Proposal to make Kota Kinabalu Wetlands a Ramsar site


KOTA KINABALU: Sabah Biodiversity Centre is proposing that the 24-hectare Kota Kinabalu Wetlands be made as a Ramsar site under the Ramsar Convention.

“It hopes to forward the paper to the Ministry of Nature Resource and Environment earliest by November or December,” said Sabah Biodiversity Centre director Dr Abdul Fatah Amir.

He said feedback from the public would be compiled and forwarded to the State Cabinet and relevant departments.

Once the report was approved by the Cabinet, Fatah said the centre would forward it to the Ministry of Nature Resources and Environment in Kuala Lumpur.

He said the centre would try to expedite the process and aimed to complete it by November or December.

Fatah said this in an interview after the third dialogue with stakeholders here yesterday.

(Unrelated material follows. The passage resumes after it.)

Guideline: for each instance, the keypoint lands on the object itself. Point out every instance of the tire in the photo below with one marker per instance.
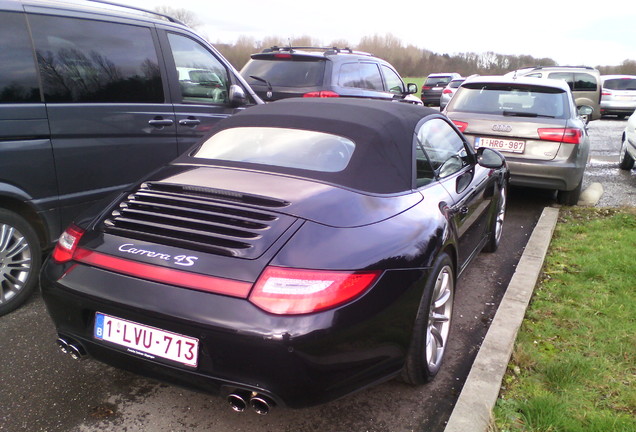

Among the objectives of the dialogue were to inform the need and importance to register Kota Kinabalu Wetlands as a Ramsar site as well as to obtain input and feedback from stakeholders regarding this matter.

Fatah said the Lower Kinabatangan-Segama Wetlands was designated as a Ramsar site in October 2008, a mere five months after the process, which included stakeholder and state agency meetings and workshops, begun in May the same year.

He pointed out that the concerns of property owners near Kota Kinabalu Wetlands raised in the dialogue, such as whether future development plans would be restricted once Kota Kinabalu Wetlands achieved Ramsar status was not related to Ramsar.

Earlier in the dialogue, Fatah explained that Ramsar was not a legal binding treaty, meaning Ramsar dids not create laws or regulations.

“Ramsar uses managing plan as guidance which complies with existing laws,” he said, adding that Ramsar dids not restrict development but used existing laws such as Draft Kota Kinabalu Local Plan 2020 or the Environmental Protection Enactment to guide property development.

Fatah pointed out that Ramsar was more on how to maintain the quality of ecosystem to preserve existing endangered species.

After achieving Ramsar status, there would be a managing plan which would be developed with the stakeholders, Fatah said.

He assured that the managing plan, which used existing laws as a guideline to maintain the quality of the site, would not be imposed on stakeholders as it would be developed based on consensus with the stakeholders.